Il faut que ces détenus bénéficient d’un procès équitable. Mais, même en faisant preuve de bonne volonté, les Américains ne savent pas comment les réintégrer dans le circuit judiciaire normal. Comme il y a un vice de forme dès le départ, dès le moment de leur arrestation, ils seraient immédiatement remis en liberté. Or il y a certainement parmi eux des personnes dangereuses.
L’autre problème concerne les détenus libérables : ils sont en grande majorité yéménites et ne peuvent pas être renvoyés dans leur pays. Il faut donc trouver un pays tiers qui accepte – mais aussi qui soit capable – de les accueillir, de les aider à se réinsérer. Un Yéménite a récemment refusé de quitter sa cellule pour être transféré en Albanie, un pays dont il ne parle pas la langue, où il n’a aucun proche. Après quatorze ans dans une cellule de trois mètres carrés, c’est tout à fait compréhensible que cet homme ait peur.
Vous demandez à ce que justice soit faite. Y a-t-il des avancées sur ce plan ?
Concernant les actes de torture commis par des Américains, l’impunité est totale.

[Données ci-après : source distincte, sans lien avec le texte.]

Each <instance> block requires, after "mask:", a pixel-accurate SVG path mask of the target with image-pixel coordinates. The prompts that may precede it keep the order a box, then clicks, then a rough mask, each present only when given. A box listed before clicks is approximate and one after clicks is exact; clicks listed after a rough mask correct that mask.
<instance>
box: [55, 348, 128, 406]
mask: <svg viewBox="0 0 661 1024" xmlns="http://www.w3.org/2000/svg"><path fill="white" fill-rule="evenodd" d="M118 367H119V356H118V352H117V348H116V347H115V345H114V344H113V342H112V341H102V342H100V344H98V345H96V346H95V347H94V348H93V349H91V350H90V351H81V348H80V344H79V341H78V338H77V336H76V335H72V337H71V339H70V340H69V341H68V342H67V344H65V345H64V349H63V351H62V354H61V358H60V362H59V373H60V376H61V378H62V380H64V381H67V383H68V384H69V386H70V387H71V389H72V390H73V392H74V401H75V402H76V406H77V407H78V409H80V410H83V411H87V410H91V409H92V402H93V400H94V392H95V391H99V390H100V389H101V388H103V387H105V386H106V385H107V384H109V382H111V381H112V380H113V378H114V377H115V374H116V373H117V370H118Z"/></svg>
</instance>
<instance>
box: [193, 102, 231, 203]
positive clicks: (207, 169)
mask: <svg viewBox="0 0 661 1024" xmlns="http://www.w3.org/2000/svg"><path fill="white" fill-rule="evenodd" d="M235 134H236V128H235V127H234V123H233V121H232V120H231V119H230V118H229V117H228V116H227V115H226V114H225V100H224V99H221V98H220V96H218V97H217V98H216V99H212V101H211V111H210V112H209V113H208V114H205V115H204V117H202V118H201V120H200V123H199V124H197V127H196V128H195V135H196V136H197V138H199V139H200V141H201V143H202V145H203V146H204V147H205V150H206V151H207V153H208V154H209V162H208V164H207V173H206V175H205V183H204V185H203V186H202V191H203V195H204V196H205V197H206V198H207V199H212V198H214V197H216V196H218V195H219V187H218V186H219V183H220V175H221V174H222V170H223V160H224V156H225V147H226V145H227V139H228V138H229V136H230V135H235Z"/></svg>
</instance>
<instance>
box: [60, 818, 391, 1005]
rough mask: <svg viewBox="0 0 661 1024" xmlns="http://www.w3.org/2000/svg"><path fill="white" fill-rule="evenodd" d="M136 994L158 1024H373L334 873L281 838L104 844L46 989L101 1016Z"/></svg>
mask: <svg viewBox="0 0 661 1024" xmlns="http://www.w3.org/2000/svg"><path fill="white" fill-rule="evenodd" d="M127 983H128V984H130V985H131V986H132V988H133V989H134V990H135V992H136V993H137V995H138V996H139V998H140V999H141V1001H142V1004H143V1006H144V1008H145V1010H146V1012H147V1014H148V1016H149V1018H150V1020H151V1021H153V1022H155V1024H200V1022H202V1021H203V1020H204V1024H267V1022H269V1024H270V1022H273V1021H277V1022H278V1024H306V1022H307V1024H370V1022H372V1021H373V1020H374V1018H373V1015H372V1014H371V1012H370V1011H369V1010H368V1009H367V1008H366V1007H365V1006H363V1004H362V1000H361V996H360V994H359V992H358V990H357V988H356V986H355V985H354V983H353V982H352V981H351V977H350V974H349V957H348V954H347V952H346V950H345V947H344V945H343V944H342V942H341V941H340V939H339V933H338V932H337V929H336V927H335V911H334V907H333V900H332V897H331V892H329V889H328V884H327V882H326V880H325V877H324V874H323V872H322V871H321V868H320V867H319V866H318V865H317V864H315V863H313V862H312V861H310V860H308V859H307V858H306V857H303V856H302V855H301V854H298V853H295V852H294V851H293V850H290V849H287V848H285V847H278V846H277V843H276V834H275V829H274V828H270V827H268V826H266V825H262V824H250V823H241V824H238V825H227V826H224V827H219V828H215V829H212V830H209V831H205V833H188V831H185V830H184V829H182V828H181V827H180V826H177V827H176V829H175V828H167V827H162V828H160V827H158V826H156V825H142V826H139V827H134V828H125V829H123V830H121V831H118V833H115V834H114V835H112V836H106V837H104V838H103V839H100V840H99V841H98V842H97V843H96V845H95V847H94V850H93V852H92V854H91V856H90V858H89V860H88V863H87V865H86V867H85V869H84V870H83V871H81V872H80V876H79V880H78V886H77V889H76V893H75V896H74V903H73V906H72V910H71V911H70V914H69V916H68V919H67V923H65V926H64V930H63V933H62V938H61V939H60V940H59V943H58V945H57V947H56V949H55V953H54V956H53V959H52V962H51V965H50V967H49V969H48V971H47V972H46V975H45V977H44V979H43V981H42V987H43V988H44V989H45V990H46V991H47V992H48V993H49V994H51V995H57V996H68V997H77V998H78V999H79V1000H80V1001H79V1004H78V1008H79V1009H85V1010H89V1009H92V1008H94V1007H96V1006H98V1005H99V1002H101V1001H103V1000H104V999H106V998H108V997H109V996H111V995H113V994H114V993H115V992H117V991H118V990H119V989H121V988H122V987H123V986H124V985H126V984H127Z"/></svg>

Les anciens détenus de Guantanamo qui ont porté plainte pour torture, enlèvement et séquestration devant des cours fédérales ont tous été déboutés. Le gouvernement a invoqué l’argument du secret-défense.
Il faudra beaucoup de temps avant que les Etats-Unis reconnaissent que des anciens détenus de Guantanamo ont été victimes de violations. C’est le cas de tous les pays face aux épisodes dramatiques de leur histoire, de la France sur la question de la torture en Algérie, par exemple. Mais il est important pour toutes ces victimes qu’elles sachent que nous continuerons à nous battre.
Un ancien commandant du camp, le général Geoffrey D. Miller, est convoqué le 1er mars devant la justice française*. Faut-il en attendre quelque chose ?
Il ne viendra pas ! Mais là encore, c’est symbolique, c’est important d’en parler. La France est le seul pays européen qui a engagé une procédure contre des responsables américains.
*Le général Geoffrey D. Miller a supervisé le camp de Guantanamo avant d’officier dans la prison irakienne d’Abou Ghraib. Deux anciens détenus français de Guantanamo, Mourad Benchellali et Nizar Sassi, ont porté plainte pour séquestration, détention arbitraire et actes de torture. Elle est instruite depuis 2005 par le tribunal de grande instance de Paris.